On Tuesday 02 Aug 2005 00:01, Arnt Karlsen wrote:
> On Mon, 01 Aug 2005 18:14:16 -0400, Josh wrote in message
>
> <[EMAIL PROTECTED]>:
> > Arnt Karlsen wrote:
> > > ..pass, what I learned from my own research on gpu's
> > > before buying an ATI 9250 clone, is ATI are "native 24bpp"
> > > and "24bpp only", where Nvidia is "1x32bpp or 2x16bpp",
> > > suggesting "ATI would suck at 16bpp doing less than
> > > 3x8bpp" and "at 32bpp not being able to see or make any
> > > use of the top 8 bits."
> > > My understanding of Nvidea is "their cards should work
> > > better at 32bpp and 16bpp than at 24bpp, because 24bpp
> > > wastes half a 16bpp engine."
> > >
> > >
> > >
> > >From what I understand, 24bpp is the same amount of data as
> > > 32bpp. It
> >
> > just signifies that there is a separate alpha channel.

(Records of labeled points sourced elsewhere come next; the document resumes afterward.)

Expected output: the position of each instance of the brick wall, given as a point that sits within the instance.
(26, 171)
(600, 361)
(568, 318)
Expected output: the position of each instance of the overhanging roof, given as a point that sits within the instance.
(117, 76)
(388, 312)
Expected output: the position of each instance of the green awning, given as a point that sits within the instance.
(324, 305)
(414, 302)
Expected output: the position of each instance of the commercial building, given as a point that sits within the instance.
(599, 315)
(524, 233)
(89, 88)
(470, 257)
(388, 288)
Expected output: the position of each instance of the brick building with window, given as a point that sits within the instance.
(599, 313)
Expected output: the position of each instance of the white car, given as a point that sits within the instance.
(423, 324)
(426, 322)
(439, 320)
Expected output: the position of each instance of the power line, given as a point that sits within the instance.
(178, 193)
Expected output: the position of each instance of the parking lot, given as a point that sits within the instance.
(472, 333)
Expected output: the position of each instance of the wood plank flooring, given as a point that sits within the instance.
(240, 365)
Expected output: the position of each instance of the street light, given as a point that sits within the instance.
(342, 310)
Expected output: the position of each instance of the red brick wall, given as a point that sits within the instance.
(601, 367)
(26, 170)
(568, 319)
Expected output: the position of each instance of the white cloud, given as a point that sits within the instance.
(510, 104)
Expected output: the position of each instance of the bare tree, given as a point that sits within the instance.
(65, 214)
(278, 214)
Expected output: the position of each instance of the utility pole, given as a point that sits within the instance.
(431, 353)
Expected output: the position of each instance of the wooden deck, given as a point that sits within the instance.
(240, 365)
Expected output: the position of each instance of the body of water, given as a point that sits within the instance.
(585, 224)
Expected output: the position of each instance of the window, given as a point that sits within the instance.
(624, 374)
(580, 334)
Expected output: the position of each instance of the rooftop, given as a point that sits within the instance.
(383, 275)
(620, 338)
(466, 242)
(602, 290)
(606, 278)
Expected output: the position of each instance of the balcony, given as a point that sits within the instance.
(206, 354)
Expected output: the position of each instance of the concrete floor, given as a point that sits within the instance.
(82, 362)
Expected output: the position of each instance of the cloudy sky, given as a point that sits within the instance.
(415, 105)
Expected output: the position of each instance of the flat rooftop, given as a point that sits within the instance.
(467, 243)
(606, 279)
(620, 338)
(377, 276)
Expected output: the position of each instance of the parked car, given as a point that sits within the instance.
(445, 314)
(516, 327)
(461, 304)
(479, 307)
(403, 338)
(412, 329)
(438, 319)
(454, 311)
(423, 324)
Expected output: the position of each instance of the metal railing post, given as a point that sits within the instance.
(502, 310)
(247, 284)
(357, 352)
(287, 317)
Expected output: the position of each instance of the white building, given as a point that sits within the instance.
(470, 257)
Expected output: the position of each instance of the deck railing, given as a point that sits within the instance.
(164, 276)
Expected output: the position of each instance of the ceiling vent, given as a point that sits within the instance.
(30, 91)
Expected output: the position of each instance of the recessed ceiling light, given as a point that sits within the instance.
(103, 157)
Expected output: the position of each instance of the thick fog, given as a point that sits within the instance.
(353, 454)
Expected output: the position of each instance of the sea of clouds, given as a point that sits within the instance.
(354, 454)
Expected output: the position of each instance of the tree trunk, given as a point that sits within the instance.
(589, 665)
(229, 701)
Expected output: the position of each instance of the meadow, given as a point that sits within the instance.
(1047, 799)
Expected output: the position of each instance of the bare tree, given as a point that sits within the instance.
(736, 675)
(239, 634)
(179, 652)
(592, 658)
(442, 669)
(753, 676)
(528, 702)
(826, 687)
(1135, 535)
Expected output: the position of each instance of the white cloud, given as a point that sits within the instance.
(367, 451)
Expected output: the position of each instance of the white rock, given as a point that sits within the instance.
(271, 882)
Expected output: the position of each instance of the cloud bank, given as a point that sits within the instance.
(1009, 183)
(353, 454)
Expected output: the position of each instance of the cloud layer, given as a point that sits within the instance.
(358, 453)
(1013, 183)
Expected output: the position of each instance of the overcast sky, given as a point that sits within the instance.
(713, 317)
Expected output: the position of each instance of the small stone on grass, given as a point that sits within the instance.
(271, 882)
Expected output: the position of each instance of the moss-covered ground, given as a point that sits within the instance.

Since
> > this is not strictly 'color' the last 8 alpha bits are not
> > counted in the color depth.
>
> ..yes, but does this impact 32bpp performance relative to
> 24bpp and "not" 24bpp relative to 16bpp like it "should" on
> ATI's and "should not" on Nvidea and vice versa?
>
> > Still, each pixel takes up 32 bits of memory.
>
> ..my understanding is ATI cannot do 32bpp math at all, their
> gpus are "24bpp only", while Nvidea gpus does both 16bpp and
> 32bpp "but not 24bpp."
> Strategic gpu HW design choises made a decade or so back.
>
> > ATI cards do 16bpp just the same as all the other cards, 16
> > bits of color and nothing else. (red and blue get 5bpp,
> > green I think is the one that gets 6bpp)
>
> ..true, at the same speed as they will do 24bpp, 15bpp and
> possibly also 8bpp, I doubt ATI gpu's has a 3x8bpp mode,
> Nvidea however talks about a 2x16bpp and an 1x32bpp mode.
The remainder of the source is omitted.